Specifically, Democrat legislators have taken aim at a series of expedited emergency rulings over the summer. The first and most important is the court’s rejection of a petition by Texas abortion providers, who sought a suspension of the Texas Heartbeat Law. The court also ended the Centers for Disease Control and Prevention’s moratorium on evictions during the pandemic and rebuffed the Biden administration’s effort to rescind the Trump administration’s “remain in Mexico” policy for migrants seeking asylum. 

 

‘Shadow Docket’

At Notre Dame, Alito defended the court’s actions in all three cases.

“The real complaint of these critics is that we have granted relief when they think it should have been denied, and we have denied relief when they think it should have been granted,” said Alito.

“If they want to criticize us on those grounds, fine; let them make their case.

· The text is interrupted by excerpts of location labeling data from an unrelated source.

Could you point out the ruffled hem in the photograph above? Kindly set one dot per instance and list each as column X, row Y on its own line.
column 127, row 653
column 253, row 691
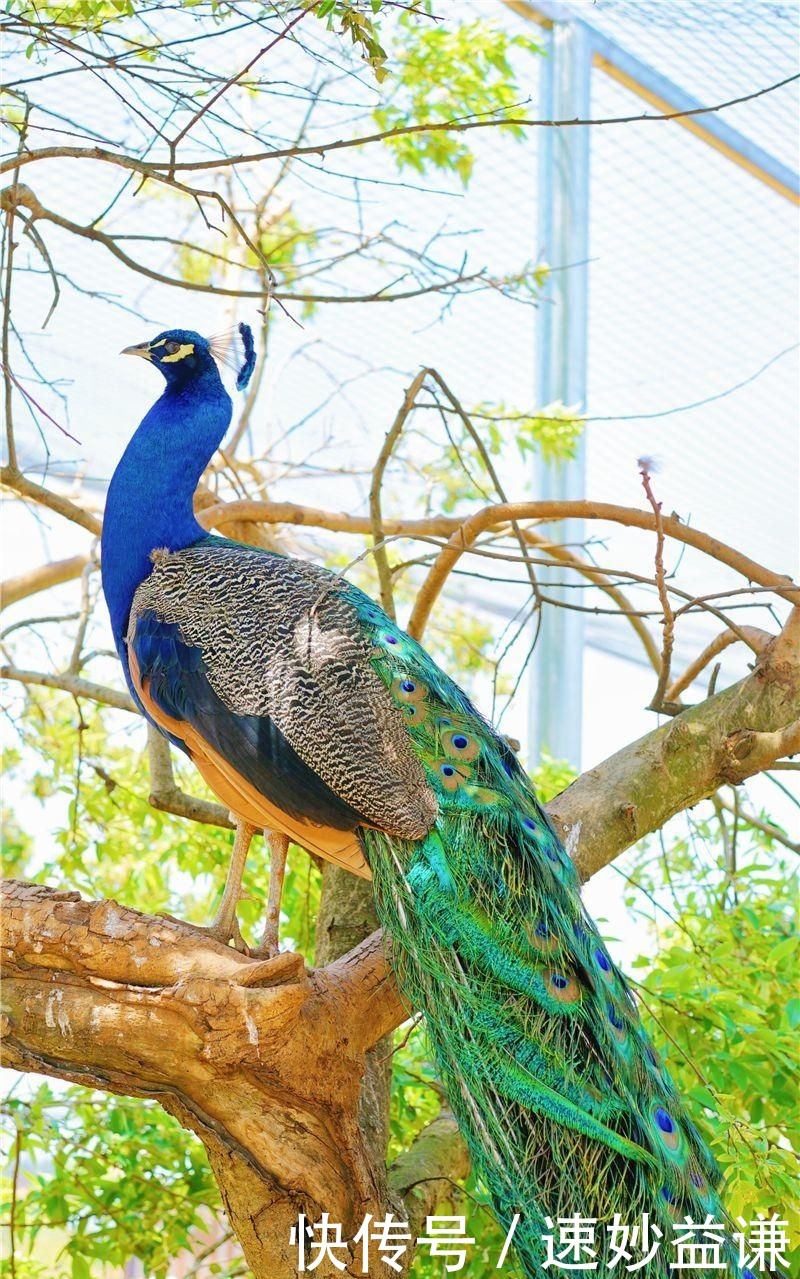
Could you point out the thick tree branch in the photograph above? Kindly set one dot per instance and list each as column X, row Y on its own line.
column 255, row 1057
column 424, row 1174
column 16, row 588
column 726, row 738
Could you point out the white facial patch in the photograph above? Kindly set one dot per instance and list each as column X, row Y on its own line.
column 187, row 348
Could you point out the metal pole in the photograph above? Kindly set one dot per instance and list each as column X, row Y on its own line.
column 556, row 707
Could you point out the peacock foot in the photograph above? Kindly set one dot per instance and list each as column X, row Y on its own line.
column 269, row 944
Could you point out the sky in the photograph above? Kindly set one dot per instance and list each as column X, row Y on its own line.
column 691, row 302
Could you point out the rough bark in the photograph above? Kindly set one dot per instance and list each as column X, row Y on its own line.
column 723, row 739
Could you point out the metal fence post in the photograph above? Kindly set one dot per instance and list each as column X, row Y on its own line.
column 556, row 705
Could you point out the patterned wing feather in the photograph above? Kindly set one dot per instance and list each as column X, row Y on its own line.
column 266, row 658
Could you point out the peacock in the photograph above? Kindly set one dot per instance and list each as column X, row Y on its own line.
column 314, row 716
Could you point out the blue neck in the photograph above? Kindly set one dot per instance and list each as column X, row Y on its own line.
column 150, row 496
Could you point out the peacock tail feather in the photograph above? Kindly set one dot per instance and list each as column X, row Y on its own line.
column 563, row 1101
column 306, row 707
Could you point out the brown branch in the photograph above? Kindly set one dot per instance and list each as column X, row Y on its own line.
column 225, row 514
column 549, row 510
column 663, row 595
column 73, row 684
column 754, row 636
column 14, row 480
column 378, row 531
column 41, row 578
column 159, row 166
column 726, row 738
column 168, row 797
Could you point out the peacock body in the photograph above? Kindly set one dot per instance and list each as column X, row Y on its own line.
column 310, row 711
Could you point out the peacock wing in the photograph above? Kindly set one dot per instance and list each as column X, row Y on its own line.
column 268, row 660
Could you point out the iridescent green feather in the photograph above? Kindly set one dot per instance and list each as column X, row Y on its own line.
column 562, row 1099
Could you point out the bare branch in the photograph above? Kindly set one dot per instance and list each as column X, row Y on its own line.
column 73, row 684
column 492, row 516
column 16, row 588
column 14, row 480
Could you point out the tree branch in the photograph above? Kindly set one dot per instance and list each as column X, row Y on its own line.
column 16, row 588
column 255, row 1057
column 14, row 480
column 726, row 738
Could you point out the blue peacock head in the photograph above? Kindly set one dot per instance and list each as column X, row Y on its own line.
column 183, row 356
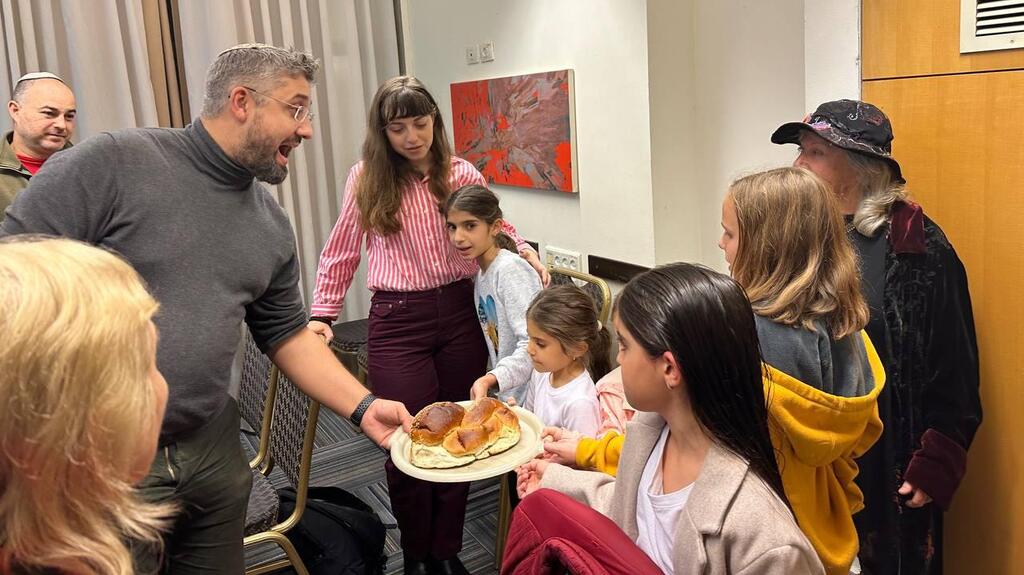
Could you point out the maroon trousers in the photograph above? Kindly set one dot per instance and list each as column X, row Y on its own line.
column 552, row 533
column 426, row 347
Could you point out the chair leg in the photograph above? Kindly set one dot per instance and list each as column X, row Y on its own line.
column 293, row 555
column 504, row 519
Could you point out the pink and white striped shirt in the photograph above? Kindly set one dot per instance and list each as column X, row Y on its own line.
column 420, row 257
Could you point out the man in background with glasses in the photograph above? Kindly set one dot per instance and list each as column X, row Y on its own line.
column 185, row 208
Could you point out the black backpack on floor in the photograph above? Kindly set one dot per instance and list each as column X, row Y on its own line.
column 338, row 533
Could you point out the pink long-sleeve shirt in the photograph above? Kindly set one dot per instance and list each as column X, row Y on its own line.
column 420, row 257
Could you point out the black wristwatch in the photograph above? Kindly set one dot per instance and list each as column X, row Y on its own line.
column 360, row 409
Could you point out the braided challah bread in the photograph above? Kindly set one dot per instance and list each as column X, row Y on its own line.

But attempting to disguise their real complaint with a lot of talk about the sinister, secretive shadow docket is unworthy.” 

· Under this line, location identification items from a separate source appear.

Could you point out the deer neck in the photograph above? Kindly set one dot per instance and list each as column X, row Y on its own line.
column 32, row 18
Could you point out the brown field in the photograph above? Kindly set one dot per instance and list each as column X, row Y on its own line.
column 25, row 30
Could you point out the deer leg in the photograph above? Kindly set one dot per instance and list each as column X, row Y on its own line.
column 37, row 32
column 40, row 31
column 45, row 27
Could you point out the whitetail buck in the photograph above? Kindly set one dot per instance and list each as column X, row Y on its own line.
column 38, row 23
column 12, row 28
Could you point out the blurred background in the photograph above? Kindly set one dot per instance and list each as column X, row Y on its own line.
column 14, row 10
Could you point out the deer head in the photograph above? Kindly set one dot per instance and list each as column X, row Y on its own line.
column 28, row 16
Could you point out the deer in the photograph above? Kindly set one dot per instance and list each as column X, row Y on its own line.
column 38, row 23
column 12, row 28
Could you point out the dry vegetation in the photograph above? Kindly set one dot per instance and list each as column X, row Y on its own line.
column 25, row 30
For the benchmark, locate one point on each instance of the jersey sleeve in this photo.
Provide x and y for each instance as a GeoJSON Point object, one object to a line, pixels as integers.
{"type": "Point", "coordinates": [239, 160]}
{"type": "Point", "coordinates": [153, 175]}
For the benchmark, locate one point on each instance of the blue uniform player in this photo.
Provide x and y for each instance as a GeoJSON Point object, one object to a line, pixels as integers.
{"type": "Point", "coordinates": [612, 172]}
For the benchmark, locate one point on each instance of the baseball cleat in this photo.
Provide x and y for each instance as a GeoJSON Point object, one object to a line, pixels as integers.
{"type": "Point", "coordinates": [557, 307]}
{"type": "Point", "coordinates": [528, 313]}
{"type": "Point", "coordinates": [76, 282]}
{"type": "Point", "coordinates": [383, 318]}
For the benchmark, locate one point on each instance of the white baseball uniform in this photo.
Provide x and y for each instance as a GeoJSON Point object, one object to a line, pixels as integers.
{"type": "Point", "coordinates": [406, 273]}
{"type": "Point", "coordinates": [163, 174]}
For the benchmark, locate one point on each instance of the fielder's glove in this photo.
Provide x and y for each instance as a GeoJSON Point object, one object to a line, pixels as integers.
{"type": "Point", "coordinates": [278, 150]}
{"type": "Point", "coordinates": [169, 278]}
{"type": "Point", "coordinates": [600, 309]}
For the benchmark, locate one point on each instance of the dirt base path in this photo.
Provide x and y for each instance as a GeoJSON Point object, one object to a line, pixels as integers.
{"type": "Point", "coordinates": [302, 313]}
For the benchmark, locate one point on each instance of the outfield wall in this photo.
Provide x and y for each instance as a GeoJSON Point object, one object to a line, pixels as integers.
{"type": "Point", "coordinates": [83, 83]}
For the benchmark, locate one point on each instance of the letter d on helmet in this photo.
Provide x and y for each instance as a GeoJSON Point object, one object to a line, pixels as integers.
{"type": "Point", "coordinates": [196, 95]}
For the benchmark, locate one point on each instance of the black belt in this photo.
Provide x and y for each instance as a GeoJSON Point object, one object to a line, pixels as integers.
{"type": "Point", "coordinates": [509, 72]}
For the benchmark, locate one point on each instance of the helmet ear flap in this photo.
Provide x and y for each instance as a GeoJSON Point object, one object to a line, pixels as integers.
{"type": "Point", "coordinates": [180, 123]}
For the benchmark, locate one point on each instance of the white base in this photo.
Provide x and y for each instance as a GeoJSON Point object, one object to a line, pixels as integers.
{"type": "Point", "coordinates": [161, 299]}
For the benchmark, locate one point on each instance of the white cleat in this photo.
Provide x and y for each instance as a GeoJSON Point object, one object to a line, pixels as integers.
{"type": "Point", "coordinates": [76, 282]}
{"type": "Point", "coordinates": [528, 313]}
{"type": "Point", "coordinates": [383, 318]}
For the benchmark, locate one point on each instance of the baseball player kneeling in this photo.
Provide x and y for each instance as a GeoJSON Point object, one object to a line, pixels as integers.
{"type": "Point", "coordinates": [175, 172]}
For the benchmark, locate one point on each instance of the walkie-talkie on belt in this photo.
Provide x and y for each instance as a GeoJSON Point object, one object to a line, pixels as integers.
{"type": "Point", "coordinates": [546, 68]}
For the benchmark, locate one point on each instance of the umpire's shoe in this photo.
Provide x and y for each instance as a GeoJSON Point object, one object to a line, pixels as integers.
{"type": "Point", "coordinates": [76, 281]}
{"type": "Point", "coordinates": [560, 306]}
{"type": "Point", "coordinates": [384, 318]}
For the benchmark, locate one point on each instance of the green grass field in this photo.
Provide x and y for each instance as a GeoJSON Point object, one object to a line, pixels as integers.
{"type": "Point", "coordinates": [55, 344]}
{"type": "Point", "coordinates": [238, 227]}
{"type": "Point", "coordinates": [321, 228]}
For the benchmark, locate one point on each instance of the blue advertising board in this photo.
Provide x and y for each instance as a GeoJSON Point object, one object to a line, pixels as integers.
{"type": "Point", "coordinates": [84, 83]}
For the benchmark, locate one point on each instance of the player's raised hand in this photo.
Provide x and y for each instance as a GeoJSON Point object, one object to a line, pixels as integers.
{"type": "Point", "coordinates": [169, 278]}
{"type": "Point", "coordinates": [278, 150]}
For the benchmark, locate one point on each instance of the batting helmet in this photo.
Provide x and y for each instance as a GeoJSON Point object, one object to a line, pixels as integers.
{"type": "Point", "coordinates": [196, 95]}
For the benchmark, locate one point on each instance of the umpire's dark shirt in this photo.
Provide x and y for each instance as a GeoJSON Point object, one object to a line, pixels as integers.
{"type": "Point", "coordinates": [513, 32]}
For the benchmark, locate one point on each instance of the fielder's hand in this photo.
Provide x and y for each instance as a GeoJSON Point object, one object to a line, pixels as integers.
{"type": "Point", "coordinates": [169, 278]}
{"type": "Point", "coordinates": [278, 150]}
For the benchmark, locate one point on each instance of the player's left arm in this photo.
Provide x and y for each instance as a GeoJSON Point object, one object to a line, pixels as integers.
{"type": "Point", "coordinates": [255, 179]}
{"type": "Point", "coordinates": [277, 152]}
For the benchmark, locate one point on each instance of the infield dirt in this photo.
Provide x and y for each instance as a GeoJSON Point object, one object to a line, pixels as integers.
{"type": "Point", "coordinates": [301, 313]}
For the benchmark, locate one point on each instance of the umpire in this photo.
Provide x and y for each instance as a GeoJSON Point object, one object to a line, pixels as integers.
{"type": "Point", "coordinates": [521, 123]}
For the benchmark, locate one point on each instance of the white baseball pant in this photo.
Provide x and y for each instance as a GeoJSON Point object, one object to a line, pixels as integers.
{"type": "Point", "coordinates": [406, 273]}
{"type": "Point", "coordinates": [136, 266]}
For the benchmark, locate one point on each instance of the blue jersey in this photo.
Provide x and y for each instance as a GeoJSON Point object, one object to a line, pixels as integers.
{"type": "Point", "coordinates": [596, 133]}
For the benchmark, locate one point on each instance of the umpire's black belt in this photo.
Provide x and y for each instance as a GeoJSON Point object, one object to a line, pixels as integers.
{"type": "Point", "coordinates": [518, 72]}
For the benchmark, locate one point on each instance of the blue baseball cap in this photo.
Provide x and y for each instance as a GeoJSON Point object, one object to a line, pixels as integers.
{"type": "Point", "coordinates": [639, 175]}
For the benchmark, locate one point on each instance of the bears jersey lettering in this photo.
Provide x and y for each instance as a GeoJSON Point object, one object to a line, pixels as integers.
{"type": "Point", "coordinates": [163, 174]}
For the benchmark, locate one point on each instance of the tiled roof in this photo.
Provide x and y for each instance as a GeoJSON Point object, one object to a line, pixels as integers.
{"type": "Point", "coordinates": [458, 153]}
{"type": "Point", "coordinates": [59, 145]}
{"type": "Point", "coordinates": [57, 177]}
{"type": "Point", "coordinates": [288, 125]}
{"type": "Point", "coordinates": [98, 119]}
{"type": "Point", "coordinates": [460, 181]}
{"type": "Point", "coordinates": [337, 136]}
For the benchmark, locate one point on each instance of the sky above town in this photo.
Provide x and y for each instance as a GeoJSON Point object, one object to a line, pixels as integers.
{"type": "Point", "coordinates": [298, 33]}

It’s doubtful, however, that his remarks will satisfy Democrats who organized a Senate Judicial Committee hearing on the “shadow docket,” or the high court’s liberal wing.

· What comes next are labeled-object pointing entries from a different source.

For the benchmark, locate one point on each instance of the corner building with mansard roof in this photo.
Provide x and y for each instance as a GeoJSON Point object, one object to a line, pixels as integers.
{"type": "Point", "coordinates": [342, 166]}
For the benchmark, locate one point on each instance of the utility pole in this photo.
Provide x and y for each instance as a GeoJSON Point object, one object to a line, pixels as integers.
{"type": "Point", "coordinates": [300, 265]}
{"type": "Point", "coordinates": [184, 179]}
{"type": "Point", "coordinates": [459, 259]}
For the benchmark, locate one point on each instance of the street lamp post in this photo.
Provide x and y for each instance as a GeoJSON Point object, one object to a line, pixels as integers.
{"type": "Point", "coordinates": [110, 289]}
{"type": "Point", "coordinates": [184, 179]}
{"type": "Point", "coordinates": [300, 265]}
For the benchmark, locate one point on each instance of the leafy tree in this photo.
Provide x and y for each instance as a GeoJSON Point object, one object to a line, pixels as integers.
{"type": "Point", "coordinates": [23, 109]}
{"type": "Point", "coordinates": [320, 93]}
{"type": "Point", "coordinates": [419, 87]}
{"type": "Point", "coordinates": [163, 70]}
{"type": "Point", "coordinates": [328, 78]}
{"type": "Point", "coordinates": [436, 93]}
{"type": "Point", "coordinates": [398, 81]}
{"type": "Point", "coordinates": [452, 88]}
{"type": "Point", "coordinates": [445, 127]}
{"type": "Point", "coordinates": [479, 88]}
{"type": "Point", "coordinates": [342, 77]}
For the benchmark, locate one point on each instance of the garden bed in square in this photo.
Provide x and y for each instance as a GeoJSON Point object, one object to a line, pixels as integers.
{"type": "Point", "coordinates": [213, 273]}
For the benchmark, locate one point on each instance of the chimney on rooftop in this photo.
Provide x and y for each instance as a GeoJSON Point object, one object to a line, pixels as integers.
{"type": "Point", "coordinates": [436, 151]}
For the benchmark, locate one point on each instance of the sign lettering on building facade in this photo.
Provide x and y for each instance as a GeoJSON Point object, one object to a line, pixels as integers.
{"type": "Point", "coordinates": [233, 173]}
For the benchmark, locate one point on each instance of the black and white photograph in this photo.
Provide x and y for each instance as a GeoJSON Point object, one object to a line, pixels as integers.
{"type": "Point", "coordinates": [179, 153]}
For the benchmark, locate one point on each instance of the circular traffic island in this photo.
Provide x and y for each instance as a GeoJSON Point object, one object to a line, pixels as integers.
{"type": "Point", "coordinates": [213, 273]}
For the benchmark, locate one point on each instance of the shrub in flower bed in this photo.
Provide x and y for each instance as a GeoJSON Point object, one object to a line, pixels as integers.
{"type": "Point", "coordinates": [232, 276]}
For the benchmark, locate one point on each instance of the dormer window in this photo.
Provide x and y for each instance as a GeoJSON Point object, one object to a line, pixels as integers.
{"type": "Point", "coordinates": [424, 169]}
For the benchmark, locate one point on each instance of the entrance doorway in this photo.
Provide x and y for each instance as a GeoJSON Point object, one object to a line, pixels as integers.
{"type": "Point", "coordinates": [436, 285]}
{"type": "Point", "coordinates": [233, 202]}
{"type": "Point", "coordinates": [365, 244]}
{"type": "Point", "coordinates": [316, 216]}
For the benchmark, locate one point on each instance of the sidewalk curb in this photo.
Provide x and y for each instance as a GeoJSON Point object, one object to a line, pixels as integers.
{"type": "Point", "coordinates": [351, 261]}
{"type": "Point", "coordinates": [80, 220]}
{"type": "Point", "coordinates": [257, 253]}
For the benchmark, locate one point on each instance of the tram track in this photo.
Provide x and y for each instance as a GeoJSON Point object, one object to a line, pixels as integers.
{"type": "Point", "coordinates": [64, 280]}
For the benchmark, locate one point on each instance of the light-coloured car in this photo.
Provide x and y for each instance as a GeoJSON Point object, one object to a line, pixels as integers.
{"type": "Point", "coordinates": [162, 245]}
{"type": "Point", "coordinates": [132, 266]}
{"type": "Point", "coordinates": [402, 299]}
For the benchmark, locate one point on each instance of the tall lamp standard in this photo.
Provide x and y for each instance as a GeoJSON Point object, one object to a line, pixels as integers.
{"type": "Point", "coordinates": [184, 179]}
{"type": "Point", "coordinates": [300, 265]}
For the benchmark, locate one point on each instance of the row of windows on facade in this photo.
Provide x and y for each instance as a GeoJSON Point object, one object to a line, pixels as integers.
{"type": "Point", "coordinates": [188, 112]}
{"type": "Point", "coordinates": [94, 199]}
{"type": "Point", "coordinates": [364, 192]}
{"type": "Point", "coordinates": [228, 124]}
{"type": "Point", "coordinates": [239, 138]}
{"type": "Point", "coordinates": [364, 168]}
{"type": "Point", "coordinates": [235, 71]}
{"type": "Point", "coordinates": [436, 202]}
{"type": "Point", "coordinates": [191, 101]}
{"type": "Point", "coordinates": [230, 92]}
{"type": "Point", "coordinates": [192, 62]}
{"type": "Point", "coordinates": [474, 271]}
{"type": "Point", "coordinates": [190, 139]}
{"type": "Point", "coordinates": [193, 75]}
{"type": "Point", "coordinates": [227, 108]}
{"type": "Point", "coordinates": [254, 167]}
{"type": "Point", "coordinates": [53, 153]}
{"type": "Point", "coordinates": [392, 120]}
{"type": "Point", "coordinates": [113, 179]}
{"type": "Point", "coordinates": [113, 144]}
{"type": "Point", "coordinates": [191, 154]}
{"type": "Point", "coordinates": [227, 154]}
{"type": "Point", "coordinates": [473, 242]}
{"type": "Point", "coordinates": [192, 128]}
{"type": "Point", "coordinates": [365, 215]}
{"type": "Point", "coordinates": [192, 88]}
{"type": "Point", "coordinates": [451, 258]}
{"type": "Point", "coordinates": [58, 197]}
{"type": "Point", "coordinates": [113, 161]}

In her dissent on the majority’s decision to allow the Texas Heartbeat Act to remain in force, Justice Elena Kagan questioned why “an obviously unconstitutional abortion regulation backed by a wholly unprecedented enforcement scheme” was allowed to “remain in force when it is unlikely to prevail.” 

“[T]he majority’s decision is emblematic of too much of this Court’s shadow-docket decision-making — which every day becomes more unreasoned, inconsistent, and impossible to defend,” said Kagan.

With the oral arguments in Dobbs more than a month away, and a ruling anticipated for June 2022, Bradley does not expect the conservative wing to obtain a reprieve from the political acrimony any time soon.

“The court’s conservative justices are caught between two powerful currents of potential criticism, if not of political pressure,” he told the Register. “No matter what they do in Dobbs, they are likely to be caustically criticized.” 

But Ed Whelan, an expert on the Constitution who covers the Supreme Court on his National Review blog, “Bench Memos,” said the justices cannot allow the political circus to become a distraction and must fulfill the grave responsibilities of their office. 

“The job of the justices is to interpret the Constitution correctly, even — or especially — when that’s unpopular,” said Whelan. “The surest way for the court to lose respect is to show that it can be intimidated.”